O’Hagan was shot several times from a passing car while walking home from a pub with his wife, who was not hurt in the attack, according to news reports, which said that the vehicle used in the attack was found on fire not far from the scene.
O’Hagan, who worked in the Belfast office of the Sunday World, was an Irish Catholic journalist who had become well known for his coverage of both Catholic and Protestant paramilitary groups.
The Red Hand Defenders, which police consider a cover name for Protestant militants from the Loyalist Volunteer Force (LVF) and the Ulster Defense Association, claimed responsibility for the killing. After the killing, police identified the LVF as a primary suspect.

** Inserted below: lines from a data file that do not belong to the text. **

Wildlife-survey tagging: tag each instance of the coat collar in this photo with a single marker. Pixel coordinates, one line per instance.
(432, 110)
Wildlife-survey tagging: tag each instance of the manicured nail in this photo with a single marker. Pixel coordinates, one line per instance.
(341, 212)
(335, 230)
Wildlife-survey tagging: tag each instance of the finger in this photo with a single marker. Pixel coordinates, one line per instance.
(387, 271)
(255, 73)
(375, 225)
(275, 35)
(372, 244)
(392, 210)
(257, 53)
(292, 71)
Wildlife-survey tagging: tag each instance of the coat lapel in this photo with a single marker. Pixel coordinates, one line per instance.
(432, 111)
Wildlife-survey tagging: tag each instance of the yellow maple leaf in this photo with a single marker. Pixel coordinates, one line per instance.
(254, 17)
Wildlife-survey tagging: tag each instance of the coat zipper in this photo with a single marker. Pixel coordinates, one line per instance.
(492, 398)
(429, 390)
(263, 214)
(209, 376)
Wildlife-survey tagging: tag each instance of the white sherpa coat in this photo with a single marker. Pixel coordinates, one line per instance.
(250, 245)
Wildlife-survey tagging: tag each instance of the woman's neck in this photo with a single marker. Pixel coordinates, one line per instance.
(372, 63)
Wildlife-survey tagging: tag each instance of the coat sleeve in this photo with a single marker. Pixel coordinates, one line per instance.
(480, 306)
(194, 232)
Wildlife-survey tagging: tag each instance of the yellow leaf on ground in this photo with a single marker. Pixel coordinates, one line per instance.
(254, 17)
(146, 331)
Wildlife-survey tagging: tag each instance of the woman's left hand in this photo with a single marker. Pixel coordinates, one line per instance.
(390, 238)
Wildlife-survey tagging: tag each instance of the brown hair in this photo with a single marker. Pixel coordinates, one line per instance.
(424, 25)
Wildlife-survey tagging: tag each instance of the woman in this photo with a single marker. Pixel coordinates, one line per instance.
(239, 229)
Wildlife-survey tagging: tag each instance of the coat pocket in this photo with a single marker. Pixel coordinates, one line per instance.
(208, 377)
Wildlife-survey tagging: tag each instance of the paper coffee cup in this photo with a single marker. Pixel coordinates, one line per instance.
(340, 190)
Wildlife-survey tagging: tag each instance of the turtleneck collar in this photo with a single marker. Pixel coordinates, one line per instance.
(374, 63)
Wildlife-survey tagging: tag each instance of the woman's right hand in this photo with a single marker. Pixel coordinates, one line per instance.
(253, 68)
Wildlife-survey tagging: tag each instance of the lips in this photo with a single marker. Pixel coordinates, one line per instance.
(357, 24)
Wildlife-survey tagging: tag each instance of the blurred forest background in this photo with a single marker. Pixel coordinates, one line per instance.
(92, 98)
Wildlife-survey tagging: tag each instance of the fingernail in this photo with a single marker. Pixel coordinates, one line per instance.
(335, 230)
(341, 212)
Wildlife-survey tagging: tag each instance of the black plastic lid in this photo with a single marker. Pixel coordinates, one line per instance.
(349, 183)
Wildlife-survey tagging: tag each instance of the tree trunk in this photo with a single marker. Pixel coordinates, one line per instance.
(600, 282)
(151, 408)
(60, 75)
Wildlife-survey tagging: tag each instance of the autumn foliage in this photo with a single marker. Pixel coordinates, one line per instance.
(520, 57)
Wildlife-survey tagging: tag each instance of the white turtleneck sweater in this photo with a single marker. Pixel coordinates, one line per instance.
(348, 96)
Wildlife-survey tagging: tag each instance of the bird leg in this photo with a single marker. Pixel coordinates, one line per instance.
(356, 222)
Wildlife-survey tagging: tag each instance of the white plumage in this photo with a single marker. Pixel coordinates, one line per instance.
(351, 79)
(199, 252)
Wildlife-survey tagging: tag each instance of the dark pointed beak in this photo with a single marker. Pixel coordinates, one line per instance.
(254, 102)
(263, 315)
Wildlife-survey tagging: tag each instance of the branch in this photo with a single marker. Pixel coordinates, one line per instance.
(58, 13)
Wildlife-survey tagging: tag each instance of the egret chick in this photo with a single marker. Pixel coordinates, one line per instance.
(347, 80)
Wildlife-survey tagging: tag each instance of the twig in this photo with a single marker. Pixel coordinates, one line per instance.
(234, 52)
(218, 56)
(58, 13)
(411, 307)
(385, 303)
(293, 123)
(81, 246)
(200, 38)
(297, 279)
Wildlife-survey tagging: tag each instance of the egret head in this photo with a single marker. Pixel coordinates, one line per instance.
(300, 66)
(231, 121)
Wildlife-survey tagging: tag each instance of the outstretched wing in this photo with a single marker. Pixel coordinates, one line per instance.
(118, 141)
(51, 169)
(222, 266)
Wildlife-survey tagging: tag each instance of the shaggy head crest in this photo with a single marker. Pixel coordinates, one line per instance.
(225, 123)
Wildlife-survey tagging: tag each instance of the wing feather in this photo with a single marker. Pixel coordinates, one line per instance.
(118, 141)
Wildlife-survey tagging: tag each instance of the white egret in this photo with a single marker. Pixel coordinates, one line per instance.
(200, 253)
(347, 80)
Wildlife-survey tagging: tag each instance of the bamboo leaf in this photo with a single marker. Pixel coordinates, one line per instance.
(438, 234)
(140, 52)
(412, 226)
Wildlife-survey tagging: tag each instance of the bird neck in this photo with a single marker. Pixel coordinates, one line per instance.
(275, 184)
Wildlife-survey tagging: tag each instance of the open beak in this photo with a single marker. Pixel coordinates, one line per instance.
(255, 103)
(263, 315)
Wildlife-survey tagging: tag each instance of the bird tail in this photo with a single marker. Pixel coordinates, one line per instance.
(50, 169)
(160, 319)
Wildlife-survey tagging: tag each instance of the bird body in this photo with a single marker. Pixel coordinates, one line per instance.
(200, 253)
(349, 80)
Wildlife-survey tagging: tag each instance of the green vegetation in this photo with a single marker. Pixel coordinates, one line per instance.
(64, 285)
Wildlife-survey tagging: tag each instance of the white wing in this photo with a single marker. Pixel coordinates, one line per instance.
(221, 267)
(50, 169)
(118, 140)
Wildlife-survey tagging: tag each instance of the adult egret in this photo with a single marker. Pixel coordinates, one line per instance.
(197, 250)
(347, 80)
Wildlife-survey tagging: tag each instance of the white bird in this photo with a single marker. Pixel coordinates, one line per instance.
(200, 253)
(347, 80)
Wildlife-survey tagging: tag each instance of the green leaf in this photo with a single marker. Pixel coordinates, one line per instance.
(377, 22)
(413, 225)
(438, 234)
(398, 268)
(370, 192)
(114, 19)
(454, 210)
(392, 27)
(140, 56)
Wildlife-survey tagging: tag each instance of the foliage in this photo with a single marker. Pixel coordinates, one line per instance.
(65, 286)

Prior to his murder, O’Hagan had been working on several stories about the LVF, the BBC reported. Colleagues believe the LVF targeted O’Hagan for exposing the narcotics network they controlled, as well as assassinations and intimidation rackets they orchestrated.

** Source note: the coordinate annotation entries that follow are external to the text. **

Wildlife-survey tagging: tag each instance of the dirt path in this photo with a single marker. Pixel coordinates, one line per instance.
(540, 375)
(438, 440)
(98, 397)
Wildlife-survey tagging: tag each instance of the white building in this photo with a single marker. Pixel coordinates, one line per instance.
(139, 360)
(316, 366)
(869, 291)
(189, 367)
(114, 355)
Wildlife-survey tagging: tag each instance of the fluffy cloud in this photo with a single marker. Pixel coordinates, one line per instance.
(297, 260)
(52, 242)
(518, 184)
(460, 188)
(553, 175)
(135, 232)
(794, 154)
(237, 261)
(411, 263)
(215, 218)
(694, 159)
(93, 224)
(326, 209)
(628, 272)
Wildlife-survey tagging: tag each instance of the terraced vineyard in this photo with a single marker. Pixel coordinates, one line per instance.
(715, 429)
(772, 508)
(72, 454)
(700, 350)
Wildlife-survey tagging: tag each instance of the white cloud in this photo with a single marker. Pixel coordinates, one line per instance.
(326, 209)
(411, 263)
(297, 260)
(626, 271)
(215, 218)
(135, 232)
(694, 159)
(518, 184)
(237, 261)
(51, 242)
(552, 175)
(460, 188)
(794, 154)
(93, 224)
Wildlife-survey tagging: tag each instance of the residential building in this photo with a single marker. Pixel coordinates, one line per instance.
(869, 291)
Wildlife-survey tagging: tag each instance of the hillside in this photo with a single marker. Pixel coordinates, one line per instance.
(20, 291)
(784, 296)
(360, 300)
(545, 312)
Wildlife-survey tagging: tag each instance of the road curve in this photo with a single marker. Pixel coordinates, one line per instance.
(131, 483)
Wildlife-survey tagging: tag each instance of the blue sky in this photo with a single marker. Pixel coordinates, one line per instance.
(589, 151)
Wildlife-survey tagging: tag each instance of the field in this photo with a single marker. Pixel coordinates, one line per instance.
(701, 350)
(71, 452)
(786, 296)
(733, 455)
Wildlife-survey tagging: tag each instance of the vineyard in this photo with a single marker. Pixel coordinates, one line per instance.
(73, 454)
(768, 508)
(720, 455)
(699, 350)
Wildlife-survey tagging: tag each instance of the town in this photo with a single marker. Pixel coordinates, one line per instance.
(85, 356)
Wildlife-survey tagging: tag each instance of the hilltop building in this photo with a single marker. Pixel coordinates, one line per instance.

While O’Hagan had received threats from Protestant militants in the past, it was not clear if he had been threatened in the lead-up to the shooting.
More than 20 years before his death, before he became a journalist, O’Hagan was convicted of running guns for the Irish Republican Army and served five years in prison. He later turned away from radical politics, studying sociology at the Open University and the University of Ulster and then entering journalism as a freelancer for local newspapers. His connections in both Catholic Republican and Protestant Loyalist circles, as well as in the British security forces, gave him unusual insight into the conflict but also made him a target for paramilitary reprisals.
In 1989, he was kidnapped and interrogated by the Irish Republican Army, which tried unsuccessfully to force him to divulge his sources, and in the early 1990s he was forced to flee to Dublin after receiving death threats from a top loyalist gunman. O’Hagan returned to Belfast in 1995 after most paramilitary groups had declared ceasefires.
In 2008, four men allegedly connected to the LVF were charged with the murder, but in 2010 the prosecution withdrew those charges citing problems with of the credibility of a witness, according to reports.
In 2012, one of these four suspects, Neil Hyde, was sentenced to three years in prison for withholding information in relation to a O’ Hagan’s murder, as well as drug and firearms charges. In 2013, Hyde agreed to name those who were responsible for O’Hagan’s killing, but prosecution dismissed his testimony as unreliable, news reports said.
On March 1, 2022, the BBC’s Spotlight program quoted unnamed security sources saying that police were given names of people said to have been involved in the killing within 48 hours of O’Hagan’s murder, but did not act on the information. Following the program, a statement by the National Union of Journalists called for an independent international investigation into the killing.
CPJ emailed questions to the press department of the Police Service in Northern Ireland and O’Hagan’s lawyer, Niall Murphy, but did not receive any replies.